How to find the result you want most, or the most relevant result with query phrase?

1. first: User input query pharse

The basic query grammar like “AND”, “OR”, “NOT”.
elephant and tiger or lion not sheep

2. second: Query pharse lexical analysis, syntax analysis, and language processing

lexical analysis used to distinguish words and key words
syntax analysis used to build a grammar tree by syntax rule
language processing just like the processe in building Index. check page 2

3. third: Traverse Index, get result that fit syntax tree

first find the documents contain words(elephant tiger lion) in the posting list.
second merge documents contain both elephant, tiger or lion.
third separate documents contain sheep, got result contain both elephant, tiger or lion not sheep.

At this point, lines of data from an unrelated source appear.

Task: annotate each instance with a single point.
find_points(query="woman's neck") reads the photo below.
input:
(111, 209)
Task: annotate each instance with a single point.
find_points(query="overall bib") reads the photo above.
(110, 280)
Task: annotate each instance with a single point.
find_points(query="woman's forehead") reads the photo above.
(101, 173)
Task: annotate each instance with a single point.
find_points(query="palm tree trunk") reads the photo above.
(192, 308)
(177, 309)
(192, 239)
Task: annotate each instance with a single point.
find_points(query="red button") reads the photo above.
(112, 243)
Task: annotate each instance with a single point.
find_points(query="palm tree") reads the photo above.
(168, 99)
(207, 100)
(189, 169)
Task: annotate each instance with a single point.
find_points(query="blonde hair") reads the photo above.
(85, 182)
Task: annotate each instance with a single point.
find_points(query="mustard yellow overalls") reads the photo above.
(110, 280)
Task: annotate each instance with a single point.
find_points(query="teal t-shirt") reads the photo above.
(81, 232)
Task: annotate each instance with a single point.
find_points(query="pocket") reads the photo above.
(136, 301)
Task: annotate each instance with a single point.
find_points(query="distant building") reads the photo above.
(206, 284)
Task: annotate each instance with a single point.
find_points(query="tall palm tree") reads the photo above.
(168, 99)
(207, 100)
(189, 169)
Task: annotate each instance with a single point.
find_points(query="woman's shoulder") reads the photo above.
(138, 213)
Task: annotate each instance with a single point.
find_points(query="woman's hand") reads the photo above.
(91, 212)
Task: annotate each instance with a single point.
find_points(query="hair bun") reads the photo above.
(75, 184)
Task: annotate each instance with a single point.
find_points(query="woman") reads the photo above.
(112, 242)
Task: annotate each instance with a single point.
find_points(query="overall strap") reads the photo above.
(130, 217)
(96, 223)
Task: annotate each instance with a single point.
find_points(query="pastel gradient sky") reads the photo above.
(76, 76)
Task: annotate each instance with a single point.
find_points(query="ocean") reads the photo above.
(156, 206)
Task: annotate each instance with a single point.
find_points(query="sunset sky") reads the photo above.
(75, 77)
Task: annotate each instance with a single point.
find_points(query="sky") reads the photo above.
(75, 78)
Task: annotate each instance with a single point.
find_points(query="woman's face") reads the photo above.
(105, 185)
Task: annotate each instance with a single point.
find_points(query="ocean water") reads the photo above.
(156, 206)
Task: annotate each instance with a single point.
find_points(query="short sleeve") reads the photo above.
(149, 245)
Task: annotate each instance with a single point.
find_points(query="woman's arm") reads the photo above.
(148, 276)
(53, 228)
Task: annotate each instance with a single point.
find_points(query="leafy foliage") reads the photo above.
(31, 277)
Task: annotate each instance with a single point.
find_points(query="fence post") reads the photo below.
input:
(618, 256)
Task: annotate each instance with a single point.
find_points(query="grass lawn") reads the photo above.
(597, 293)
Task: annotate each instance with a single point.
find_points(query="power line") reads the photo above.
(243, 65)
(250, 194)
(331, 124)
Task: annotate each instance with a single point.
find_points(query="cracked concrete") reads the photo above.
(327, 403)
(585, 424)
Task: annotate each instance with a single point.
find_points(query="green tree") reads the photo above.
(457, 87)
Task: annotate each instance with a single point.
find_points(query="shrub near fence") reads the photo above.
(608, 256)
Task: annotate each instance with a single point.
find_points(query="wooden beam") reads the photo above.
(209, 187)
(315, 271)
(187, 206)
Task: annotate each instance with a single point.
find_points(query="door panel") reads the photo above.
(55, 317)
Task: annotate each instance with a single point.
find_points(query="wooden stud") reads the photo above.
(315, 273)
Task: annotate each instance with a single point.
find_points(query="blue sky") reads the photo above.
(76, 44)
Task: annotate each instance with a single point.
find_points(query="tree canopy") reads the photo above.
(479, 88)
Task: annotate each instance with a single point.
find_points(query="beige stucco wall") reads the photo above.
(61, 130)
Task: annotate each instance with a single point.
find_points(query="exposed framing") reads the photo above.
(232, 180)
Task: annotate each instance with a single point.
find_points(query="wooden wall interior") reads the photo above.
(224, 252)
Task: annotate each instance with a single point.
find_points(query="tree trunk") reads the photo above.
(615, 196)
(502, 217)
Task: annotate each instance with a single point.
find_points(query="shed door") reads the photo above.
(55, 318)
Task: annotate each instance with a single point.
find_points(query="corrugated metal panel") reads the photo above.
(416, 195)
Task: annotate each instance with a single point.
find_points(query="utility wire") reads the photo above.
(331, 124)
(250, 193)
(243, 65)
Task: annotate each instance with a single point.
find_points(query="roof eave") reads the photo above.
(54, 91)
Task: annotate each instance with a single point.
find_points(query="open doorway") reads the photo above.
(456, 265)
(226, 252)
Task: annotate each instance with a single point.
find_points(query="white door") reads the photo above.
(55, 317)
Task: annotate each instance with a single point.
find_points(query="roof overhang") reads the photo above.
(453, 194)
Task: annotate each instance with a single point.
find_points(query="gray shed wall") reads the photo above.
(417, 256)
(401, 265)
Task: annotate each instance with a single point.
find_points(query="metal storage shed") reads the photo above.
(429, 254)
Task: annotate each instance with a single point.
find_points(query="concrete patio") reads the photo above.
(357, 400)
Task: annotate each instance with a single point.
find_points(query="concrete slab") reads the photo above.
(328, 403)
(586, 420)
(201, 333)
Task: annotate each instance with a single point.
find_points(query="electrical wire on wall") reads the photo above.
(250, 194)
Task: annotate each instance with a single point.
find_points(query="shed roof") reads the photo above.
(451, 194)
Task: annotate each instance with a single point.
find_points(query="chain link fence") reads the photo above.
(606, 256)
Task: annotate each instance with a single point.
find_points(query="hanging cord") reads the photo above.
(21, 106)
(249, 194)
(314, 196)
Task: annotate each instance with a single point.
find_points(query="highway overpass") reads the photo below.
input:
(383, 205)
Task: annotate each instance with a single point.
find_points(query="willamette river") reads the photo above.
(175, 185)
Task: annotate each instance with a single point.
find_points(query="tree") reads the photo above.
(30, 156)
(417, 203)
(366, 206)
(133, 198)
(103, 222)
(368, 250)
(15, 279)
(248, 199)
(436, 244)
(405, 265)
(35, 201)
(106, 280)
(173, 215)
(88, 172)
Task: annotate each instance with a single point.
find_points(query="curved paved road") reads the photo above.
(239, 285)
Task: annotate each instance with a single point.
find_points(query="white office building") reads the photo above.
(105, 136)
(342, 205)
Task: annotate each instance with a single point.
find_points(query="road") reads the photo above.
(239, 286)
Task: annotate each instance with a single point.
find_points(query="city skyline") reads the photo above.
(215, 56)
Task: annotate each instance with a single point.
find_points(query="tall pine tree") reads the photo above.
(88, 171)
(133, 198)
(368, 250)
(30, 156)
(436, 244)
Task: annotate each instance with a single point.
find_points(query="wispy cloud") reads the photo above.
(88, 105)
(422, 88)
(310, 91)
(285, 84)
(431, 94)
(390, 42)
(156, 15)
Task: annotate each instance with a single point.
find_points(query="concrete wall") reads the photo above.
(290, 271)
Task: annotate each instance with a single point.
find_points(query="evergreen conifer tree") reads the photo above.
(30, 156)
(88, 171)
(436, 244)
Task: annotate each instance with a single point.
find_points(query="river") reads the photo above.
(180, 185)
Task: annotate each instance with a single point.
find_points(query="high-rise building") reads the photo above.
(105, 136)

4. fourth: Sort result by relevant between query pharse and search result

How to calculate the relevance between documents and query pharse?
Toke query pharse as a shot document, scoring relevance between documents, the higher score is the higher rank document is.
How to score the relevance between documents?
It’s not easy a thing

Check what is the important factors between documents
Check the relation between these factors

The process of finding the importance of a word (Term) to a document is called the weight (Term) process.
The process of judging the relationship between Term to get document relevance using an algorithm called Vector Space Model

Term weight process

This is a simple classic implementation, lucene’s have a little difference

$w_{t_\eta}{_d} = tf_{t_\eta}{_d} \times log(n/df_t)$

$w{t\eta}{_d}$ = the weight of the term t in document d
$tf{t\eta}{_d}$ = frequency of term t in document d
$n$ = total number of documents
$df_t$ = the number of documents that contain term t

Term Frequency (tf): How many times this Term show in this document, the bigger tf is , the more importance this Term is.
Document Frequency (df)：How many documents contain this Term, the bigger df is, the less importance this Term is.

Like programmer, the deeper technology you leanr is better(tf big), the less technology people know is better (df little). When finding job your competitive power would be grate. Man’s value is about unsubsititutability

Vector Space Model

Less the two vector’s angle is the more relevance is
We take two vector’s consine as the score point